Setting Up Apache Sqoop 2 Using the Command Line

Sqoop 2 is a server-based tool designed to transfer data between Hadoop and relational databases. You can use Sqoop 2 to import data from a relational database management system (RDBMS), such as MySQL or Oracle, into the Hadoop Distributed File System (HDFS), transform the data with Hadoop MapReduce, and then export it back into an RDBMS.

Sqoop 2 has three packaging options for installation:

  • Tarball (.tgz) that contains both the Sqoop 2 server and the client.
  • Separate RPM packages for Sqoop 2 server (sqoop2-server) and client (sqoop2-client)
  • Separate Debian packages for Sqoop 2 server (sqoop2-server) and client (sqoop2-client)

Feature Differences - Sqoop 1 and Sqoop 2

Feature Sqoop 1 Sqoop 2
Connectors for all major RDBMS Supported.

Not supported.

Workaround: Use the generic JDBC Connector which has been tested on the following databases: Microsoft SQL Server, PostgreSQL, MySQL and Oracle.

This connector should work on any other JDBC compliant database.

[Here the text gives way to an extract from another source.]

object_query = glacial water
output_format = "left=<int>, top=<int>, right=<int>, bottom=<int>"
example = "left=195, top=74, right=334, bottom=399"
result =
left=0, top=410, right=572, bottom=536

However, performance might not be comparable to that of specialized connectors in Sqoop.

Kerberos Security Integration Supported.

Supported.

Data transfer from RDBMS to Hive or HBase Supported.

Not supported.

Workaround: Follow this two-step approach.
  1. Import data from RDBMS into HDFS
  2. Load data into Hive or HBase manually using appropriate tools and commands such as the LOAD DATA statement in Hive
Data transfer from Hive or HBase to RDBMS Not supported.
Workaround: Follow this two-step approach.
  1. Extract data from Hive or HBase into HDFS (either as a text or Avro file)
  2. Use Sqoop to export output of previous step to RDBMS

Not supported.

Follow the same workaround as for Sqoop 1.

Sqoop 2 Prerequisites

  • An operating system supported by CDH 5.
  • Oracle JDK.
  • Hadoop must be installed on the host that runs the Sqoop 2 server component.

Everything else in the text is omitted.